CHICAGO -- From protest rallies to lobbying campaigns to newspaper ads, Arthur Andersen LLP and its 28,000 U.S. employees are fighting back with their firm's survival on the line and once-sterling reputation now the butt of jokes.
The new feistiness was on full display Wednesday when hundreds of employees clad in black-and-orange T-shirts declaring "I am Arthur Andersen" protested boisterously outside the Houston courthouse where the firm pleaded innocent to obstruction of justice charges.
Similar rallies are scheduled for Thursday in Philadelphia and on the steps of the U.S. Capitol in Washington, which Andersen employees nationwide have been bombarding this week with letters, e-mails and phone calls.
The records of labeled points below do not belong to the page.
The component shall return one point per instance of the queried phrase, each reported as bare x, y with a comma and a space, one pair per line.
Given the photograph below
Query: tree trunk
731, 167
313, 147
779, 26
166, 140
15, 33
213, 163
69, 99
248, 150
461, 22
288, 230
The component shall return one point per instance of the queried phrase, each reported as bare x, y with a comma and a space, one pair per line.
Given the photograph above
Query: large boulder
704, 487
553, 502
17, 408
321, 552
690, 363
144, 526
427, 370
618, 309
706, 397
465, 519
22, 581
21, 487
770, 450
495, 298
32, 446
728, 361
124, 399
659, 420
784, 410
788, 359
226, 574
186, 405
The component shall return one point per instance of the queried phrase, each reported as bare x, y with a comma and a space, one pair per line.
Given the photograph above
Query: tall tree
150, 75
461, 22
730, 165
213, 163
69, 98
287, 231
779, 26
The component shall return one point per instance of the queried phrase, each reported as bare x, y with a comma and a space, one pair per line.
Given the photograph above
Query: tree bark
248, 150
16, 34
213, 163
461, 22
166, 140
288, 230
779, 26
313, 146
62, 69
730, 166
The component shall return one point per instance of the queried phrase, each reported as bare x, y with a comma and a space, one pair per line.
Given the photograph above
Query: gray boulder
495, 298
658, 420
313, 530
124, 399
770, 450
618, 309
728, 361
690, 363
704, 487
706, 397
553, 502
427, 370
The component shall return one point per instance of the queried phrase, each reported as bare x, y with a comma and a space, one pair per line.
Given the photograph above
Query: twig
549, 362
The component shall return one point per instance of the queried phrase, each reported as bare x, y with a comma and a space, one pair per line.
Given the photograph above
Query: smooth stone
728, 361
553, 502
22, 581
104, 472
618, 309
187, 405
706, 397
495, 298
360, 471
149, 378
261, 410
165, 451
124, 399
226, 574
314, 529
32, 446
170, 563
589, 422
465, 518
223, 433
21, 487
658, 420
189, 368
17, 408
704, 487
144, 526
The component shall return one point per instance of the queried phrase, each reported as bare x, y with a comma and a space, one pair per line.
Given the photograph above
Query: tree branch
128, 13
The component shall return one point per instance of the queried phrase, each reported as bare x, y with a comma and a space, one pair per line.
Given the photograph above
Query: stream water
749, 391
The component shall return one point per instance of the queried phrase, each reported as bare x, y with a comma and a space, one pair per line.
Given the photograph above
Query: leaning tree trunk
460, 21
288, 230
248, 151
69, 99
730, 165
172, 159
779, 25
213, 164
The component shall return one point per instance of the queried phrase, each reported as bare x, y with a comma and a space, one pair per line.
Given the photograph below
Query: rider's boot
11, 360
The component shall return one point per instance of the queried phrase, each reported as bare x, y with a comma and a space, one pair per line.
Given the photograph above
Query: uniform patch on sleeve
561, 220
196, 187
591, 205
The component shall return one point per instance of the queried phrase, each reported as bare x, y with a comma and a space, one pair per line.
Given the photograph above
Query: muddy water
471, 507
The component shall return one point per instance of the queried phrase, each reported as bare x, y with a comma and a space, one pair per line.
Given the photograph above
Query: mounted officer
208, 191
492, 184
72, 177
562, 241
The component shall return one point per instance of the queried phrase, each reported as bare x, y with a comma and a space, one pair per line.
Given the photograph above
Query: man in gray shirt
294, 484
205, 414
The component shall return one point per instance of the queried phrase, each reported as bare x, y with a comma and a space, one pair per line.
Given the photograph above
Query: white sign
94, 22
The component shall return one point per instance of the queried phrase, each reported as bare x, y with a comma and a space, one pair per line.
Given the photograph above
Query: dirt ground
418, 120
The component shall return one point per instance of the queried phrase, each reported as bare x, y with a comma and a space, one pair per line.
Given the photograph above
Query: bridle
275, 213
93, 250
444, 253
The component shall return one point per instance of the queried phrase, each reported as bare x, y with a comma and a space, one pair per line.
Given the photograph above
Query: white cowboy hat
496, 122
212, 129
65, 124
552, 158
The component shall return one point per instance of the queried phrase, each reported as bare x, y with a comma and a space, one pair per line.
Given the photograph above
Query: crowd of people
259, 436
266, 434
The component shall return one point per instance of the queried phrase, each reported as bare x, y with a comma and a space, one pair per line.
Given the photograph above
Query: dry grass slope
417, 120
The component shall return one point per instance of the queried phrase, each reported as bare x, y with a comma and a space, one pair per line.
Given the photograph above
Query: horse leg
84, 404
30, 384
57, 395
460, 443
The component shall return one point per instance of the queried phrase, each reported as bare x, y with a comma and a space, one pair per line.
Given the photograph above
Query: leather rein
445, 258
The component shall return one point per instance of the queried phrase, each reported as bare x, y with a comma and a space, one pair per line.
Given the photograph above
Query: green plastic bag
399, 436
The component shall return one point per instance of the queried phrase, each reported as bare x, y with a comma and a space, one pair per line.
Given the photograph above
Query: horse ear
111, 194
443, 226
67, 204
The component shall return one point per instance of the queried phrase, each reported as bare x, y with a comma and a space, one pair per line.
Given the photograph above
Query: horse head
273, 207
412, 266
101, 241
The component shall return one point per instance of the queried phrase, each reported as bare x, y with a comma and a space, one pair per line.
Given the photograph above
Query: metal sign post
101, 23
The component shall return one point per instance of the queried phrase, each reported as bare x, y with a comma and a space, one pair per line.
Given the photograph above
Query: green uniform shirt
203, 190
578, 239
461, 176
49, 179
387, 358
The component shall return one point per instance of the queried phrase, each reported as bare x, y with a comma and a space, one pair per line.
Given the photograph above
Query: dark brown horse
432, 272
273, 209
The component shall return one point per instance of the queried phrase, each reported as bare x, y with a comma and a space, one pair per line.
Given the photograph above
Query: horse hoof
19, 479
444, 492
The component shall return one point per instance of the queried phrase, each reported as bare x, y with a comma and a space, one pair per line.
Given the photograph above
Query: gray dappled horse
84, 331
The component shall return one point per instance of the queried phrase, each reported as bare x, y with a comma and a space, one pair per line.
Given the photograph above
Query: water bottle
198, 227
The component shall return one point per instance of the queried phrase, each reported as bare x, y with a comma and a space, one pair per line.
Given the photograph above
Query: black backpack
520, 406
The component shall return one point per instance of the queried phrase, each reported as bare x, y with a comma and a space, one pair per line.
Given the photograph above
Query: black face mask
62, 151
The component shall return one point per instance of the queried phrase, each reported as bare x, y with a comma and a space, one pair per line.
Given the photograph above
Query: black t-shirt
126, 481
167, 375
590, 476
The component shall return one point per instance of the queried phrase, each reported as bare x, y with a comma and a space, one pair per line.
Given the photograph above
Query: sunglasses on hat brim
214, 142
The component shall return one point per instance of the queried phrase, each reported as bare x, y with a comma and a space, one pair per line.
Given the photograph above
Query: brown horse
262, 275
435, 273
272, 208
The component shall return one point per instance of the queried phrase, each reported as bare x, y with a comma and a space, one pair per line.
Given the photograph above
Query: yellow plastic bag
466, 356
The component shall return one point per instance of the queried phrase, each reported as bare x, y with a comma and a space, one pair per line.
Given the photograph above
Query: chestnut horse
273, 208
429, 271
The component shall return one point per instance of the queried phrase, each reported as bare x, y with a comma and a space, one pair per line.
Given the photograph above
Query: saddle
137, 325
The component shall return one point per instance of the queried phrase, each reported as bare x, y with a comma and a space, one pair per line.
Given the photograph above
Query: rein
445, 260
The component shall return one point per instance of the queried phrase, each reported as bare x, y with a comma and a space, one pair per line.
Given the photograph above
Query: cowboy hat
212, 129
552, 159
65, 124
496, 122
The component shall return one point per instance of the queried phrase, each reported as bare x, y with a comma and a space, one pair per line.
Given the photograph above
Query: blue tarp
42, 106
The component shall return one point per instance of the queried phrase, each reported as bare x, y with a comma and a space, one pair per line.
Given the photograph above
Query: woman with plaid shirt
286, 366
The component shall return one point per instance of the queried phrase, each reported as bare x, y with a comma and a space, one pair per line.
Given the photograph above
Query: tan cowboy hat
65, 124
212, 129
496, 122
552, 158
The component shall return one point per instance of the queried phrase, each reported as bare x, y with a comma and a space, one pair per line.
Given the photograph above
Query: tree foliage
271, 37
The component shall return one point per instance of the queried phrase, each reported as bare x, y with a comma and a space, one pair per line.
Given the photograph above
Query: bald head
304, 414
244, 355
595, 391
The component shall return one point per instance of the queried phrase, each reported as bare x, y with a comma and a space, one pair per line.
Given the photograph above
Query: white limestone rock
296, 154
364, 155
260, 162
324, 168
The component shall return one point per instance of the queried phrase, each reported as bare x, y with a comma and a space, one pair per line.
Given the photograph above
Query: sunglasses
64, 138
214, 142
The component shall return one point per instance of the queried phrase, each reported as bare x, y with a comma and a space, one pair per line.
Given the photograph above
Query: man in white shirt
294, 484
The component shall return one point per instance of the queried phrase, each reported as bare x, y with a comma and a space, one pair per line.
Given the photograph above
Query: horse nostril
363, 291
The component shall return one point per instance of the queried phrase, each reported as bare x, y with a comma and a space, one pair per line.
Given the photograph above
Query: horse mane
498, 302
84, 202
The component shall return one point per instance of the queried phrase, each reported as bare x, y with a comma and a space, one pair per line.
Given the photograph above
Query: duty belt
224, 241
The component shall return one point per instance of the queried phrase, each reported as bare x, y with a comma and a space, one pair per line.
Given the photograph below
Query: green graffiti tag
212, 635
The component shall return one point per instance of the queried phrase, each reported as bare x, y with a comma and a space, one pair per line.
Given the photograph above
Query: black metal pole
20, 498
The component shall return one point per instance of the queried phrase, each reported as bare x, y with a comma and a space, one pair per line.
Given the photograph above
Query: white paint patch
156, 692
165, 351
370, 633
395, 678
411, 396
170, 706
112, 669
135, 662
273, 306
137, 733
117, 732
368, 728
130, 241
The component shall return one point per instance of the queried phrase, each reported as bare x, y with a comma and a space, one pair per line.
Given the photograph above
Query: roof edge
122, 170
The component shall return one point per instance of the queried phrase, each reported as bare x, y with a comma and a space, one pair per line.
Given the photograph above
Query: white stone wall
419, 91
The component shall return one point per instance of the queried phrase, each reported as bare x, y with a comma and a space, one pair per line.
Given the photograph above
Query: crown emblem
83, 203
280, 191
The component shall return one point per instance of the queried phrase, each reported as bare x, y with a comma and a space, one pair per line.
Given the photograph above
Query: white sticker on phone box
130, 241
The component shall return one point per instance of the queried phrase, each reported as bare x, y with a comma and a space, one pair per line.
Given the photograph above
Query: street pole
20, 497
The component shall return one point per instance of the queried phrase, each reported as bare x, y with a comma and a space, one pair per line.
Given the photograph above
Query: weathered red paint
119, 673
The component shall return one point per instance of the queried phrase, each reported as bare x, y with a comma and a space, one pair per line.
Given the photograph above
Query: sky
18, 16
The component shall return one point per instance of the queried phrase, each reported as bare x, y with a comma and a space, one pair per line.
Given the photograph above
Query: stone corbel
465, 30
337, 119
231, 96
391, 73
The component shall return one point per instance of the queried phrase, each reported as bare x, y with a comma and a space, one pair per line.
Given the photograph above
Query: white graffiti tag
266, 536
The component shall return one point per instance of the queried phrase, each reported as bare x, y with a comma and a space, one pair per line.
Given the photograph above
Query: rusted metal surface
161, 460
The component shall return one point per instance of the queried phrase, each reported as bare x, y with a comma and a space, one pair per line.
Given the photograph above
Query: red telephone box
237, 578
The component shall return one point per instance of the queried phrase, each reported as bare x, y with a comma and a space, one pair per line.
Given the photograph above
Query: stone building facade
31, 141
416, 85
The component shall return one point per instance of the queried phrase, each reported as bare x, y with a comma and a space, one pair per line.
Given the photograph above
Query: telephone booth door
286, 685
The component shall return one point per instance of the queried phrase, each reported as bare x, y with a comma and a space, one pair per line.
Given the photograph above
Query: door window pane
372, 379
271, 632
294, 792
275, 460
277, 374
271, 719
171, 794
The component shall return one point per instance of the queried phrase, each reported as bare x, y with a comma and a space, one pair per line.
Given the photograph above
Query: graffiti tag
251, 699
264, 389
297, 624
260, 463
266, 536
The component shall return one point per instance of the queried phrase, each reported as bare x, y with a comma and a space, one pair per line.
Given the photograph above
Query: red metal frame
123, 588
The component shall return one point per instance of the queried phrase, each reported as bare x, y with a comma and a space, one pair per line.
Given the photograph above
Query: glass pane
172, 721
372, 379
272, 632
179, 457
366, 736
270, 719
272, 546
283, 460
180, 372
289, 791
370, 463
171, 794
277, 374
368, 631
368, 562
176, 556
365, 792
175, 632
Other Andersen protests are being organized in Chicago and elsewhere.
Government blasted
The show of anger and pride comes with executives urging employees -- until now largely silent through Andersen's travails -- in internal company e-mails to express their rage about the indictment to their congressmen and the Justice Department.
The company also took out full-page advertisements in leading newspapers Wednesday, headlined "Why we're fighting back." It called the government's action "a tragically wrong indictment of our whole firm" and "a political broadside rather than a focus on the facts."
Andersen officials insisted the employees' efforts are not so much directed from above as tapping into frustrations shared throughout the 89-year-old firm, whose name has crumbled almost overnight as a result of its role as auditor for bankrupt Enron Corp.
"This is less the firm's strategy than a grass-roots expression of innocent people's feelings about being unfairly tarred by the actions of a few," said spokesman Patrick Dorton.
Marc Andersen, a partner in Andersen's Vienna, Va., office who is organizing the Capitol rally, agreed.
"Our emphasis is on putting a face and a name and a voice on Andersen," he said.
"What happened in Houston is not representative of who we are as a firm and we're not going to stand for it," he said.
Accounting industry experts voiced doubts about whether the campaign can work, particularly with the exodus of blue-chip clients growing daily. BB&T Corp., one of the nation's largest consumer banks, defected Thursday, a day after Houston energy company Dynegy Corp. did so. Both replaced Andersen with PricewaterhouseCoopers.
'The P.R. game'
Edward Ketz, associate professor of accounting at Pennsylvania State University, called it "a last desperate effort in the P.R. game" to get Congress to step in and keep Andersen from going out of business.
"I think the story of Enron has resonated basically to the bone for so many Americans that they want justice done," Ketz said. "Rightly or wrongly they are looking at Andersen in part for that justice because Andersen obviously had an audit failure here in approving things that shouldn't have been done."
University of Chicago accounting professor Roman Weil said Andersen's real challenge is to persuade clients to stick with it while the current situation plays out. "I have no idea how they'll do that," he said.
Employees are worried, too.
Katherine Dorn, a campus recruiter who works at Andersen's Chicago headquarters along with her fiance, said she feels not only angry and stunned by the speed of Andersen's unraveling, but afraid amid increasing talk of layoffs and collapse.
"There is a general feeling of shock and disbelief among so many of the employees who had nothing to do directly with the Enron audit or destruction of documents," said Dorn, 24, who has joined in the petition-signing and letter-writing campaign. "Every single person at this firm has a story to tell about how this has absolutely, if not destroyed their personal circumstances, altered them."
The Rev. Jesse Jackson, who already has gone to bat for Enron workers in their efforts to get severance pay, is now taking up the Andersen cause. After meeting with Andersen employees, Jackson said he would protest the indictment to the Justice Department and urged President Bush to protect Andersen workers if they lose their jobs.
"The Department of Justice has dealt with this manner arbitrarily and capriciously, rather than judiciously, and with this rush to judgment they are going to put thousands of people out of work," Jackson said.
"Those who shredded paper, they should be dealt with by the full weight of the law. I'm concerned about the lower-level employees," he said. "Their boat is capsizing and they have no more oars with which to row."